Modules can also form nested hierarchies. In fact, here is the
implementation of bio (in bio/__init__.r: since
bio is a directory rather than a file, the module
implementation resides in the nested file __init__.r):
#' @export
box::use(./seq)The submodule is specified as ./seq rather than
seq: the explicitly provided relative path prevents lookup
in the import search path (that we set via
options(box.path = …)); instead, only the current directory
(that is, the directory containing the bio module) is
considered.
We can now use the bio module:
options(box.path = NULL) # Reset search path
box::use(./bio)
ls(bio)## [1] "seq"
ls(bio$seq)## [1] "is_valid" "revcomp" "seq" "table"

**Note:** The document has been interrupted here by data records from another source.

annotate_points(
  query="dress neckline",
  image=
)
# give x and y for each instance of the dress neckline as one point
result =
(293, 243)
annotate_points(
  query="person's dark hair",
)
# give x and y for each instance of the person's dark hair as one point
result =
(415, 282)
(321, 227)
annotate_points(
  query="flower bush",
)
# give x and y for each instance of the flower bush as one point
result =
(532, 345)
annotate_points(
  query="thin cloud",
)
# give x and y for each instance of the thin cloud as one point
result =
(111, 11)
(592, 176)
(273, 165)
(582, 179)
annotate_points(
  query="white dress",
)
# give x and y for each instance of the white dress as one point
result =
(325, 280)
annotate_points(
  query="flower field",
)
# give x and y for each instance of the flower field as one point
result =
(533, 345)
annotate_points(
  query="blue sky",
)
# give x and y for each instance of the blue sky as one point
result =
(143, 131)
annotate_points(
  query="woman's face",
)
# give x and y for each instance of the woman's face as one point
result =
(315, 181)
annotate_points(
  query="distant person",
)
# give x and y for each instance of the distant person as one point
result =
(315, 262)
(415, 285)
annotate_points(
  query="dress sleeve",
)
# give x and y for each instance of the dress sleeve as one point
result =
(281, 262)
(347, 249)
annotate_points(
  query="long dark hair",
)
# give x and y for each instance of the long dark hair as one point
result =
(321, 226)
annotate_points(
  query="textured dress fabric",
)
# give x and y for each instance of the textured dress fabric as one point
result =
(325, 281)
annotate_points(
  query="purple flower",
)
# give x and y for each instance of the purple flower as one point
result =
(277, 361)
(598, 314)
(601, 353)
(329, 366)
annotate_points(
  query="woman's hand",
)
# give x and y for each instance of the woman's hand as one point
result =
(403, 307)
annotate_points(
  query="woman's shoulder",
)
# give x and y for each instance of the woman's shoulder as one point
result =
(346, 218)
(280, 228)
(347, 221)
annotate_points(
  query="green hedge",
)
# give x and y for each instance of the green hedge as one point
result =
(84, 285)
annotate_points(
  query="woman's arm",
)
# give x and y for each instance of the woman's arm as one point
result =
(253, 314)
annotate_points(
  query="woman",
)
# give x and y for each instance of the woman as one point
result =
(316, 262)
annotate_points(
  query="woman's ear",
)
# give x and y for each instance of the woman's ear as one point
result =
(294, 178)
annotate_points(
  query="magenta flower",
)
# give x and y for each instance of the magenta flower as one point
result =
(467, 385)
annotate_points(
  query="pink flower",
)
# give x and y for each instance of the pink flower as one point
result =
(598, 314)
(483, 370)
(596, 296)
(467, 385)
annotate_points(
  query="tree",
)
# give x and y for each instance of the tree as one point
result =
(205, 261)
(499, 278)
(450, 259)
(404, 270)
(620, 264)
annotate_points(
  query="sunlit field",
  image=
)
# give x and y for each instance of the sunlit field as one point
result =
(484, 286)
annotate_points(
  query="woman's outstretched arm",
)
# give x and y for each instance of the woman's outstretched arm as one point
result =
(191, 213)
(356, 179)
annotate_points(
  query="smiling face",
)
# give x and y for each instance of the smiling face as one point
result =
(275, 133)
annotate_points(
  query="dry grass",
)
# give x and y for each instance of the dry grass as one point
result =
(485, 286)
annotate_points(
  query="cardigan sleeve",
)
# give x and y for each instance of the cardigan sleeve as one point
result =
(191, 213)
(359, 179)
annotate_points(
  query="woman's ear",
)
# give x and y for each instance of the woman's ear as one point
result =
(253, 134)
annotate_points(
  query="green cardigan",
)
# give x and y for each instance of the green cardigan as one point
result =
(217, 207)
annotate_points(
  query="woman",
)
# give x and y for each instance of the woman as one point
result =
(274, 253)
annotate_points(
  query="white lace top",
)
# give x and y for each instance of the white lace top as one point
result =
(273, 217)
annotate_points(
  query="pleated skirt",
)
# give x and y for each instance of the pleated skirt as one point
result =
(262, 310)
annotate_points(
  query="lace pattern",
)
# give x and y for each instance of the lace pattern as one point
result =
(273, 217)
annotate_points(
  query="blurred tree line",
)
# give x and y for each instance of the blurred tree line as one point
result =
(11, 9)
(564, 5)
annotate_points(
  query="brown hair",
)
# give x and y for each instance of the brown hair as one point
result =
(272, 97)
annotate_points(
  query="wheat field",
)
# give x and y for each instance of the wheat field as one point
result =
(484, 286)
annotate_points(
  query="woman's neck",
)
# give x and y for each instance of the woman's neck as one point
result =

bio$seq$revcomp('CAT')## 1 DNA sequence:
## >seq 1
## ATG
We could also have implemented bio as follows:
#' @export
box::use(./seq[...])This would have made all of seq’s definitions
immediately available in bio, without having to always
write seq$…. This is sometimes useful, but should be
employed with care: being explicit about namespaces generally increases
code robustness and readability.
Modules define functions and values. To execute code when a module is
loaded, put it inside a function with the name .on_load.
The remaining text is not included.